The following part is added for clarification of my data sets. Thanks for the first ones that commented my question that reminds me to put this up as well.
The relation between my features and labels are : every 30(vgs)X10(vbs)X10(vds) corresponds to 1 set of labels. Basically it is like a 3-D array with the first three features acting like coordinates and the last feature(current) as the value that is stored within each cells. That's why the labels from the portions I showed are all the same.
Another question now is that I am expecting the loss should be getting smaller and smaller as the training progresses, but it is not.
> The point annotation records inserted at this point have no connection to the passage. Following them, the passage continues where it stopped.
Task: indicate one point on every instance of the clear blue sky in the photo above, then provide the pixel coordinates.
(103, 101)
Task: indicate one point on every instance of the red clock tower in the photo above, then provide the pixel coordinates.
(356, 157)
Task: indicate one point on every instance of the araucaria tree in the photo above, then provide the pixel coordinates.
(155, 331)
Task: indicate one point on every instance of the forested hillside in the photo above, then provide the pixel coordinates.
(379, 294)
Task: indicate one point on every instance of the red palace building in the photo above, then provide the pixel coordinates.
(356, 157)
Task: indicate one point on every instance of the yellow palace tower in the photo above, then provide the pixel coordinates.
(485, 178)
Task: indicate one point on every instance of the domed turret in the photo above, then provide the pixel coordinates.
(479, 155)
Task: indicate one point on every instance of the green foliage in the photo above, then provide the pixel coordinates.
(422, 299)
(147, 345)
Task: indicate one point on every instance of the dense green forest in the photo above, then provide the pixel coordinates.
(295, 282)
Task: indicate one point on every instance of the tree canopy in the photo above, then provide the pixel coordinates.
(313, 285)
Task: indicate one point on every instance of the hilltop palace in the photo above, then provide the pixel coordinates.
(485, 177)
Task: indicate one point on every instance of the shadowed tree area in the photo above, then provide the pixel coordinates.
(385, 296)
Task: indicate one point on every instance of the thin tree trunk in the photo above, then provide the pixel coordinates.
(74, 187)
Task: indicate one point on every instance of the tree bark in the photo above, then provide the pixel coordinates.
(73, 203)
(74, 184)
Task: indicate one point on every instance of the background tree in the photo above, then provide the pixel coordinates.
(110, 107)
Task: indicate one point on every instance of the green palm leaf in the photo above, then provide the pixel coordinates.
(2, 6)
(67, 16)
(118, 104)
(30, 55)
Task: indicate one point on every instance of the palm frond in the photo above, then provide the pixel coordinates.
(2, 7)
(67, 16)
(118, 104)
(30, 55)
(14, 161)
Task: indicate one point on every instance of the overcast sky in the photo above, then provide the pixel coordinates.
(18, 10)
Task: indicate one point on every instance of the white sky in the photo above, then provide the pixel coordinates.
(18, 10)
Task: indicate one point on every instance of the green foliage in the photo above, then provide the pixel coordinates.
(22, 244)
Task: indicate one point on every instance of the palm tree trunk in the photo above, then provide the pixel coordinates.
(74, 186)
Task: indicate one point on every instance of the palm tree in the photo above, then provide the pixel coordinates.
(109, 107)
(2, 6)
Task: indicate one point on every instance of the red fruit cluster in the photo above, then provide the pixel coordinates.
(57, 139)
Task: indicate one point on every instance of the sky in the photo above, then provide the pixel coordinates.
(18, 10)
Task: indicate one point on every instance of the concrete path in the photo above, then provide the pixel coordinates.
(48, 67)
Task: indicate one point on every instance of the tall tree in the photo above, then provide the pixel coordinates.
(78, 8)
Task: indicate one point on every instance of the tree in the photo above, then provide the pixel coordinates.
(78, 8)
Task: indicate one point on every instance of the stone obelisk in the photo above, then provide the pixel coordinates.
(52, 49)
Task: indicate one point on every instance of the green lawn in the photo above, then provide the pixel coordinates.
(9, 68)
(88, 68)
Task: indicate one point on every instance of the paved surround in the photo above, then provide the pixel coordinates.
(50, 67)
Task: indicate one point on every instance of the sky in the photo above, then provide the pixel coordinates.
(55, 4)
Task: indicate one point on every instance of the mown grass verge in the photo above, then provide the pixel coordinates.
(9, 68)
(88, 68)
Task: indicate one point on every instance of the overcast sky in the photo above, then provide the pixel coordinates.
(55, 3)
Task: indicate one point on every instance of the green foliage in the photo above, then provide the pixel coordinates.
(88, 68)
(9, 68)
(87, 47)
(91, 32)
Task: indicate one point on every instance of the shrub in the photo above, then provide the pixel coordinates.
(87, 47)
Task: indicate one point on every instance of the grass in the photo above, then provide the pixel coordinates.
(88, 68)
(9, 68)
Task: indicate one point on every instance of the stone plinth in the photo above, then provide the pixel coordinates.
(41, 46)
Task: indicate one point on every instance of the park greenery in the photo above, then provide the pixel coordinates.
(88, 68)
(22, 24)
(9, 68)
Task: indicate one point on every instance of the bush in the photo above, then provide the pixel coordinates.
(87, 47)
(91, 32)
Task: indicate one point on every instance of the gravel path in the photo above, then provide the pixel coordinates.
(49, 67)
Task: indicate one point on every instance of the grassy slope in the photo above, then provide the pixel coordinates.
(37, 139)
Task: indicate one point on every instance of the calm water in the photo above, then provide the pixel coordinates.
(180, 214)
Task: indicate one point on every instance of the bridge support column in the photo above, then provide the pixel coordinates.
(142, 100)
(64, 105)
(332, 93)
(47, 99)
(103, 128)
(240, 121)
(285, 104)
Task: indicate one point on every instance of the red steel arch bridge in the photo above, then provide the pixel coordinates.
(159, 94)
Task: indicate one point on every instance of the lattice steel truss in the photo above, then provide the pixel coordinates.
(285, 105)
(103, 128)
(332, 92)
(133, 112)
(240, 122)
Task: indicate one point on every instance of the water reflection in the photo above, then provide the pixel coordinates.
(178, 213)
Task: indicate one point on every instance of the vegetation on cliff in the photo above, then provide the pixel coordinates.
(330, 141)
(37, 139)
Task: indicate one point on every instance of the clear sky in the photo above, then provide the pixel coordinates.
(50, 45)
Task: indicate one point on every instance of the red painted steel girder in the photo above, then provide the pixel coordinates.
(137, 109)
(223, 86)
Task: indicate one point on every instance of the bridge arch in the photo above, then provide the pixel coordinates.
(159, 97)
I think this should be another reason why the output is not accurate cuz the minimizing loss part isn't working. I don't really know why, though.
Thanks for taking time looking at this and I'd love to have a discussion down below.
From what I can see in your code, you are not normalizing your features. Try normalizing them for example to have mean zero and std=1. Since your features are in a completely different range, this normalization might help.
It would also be helpful to see other labels. The ones in the provided picture are all the same.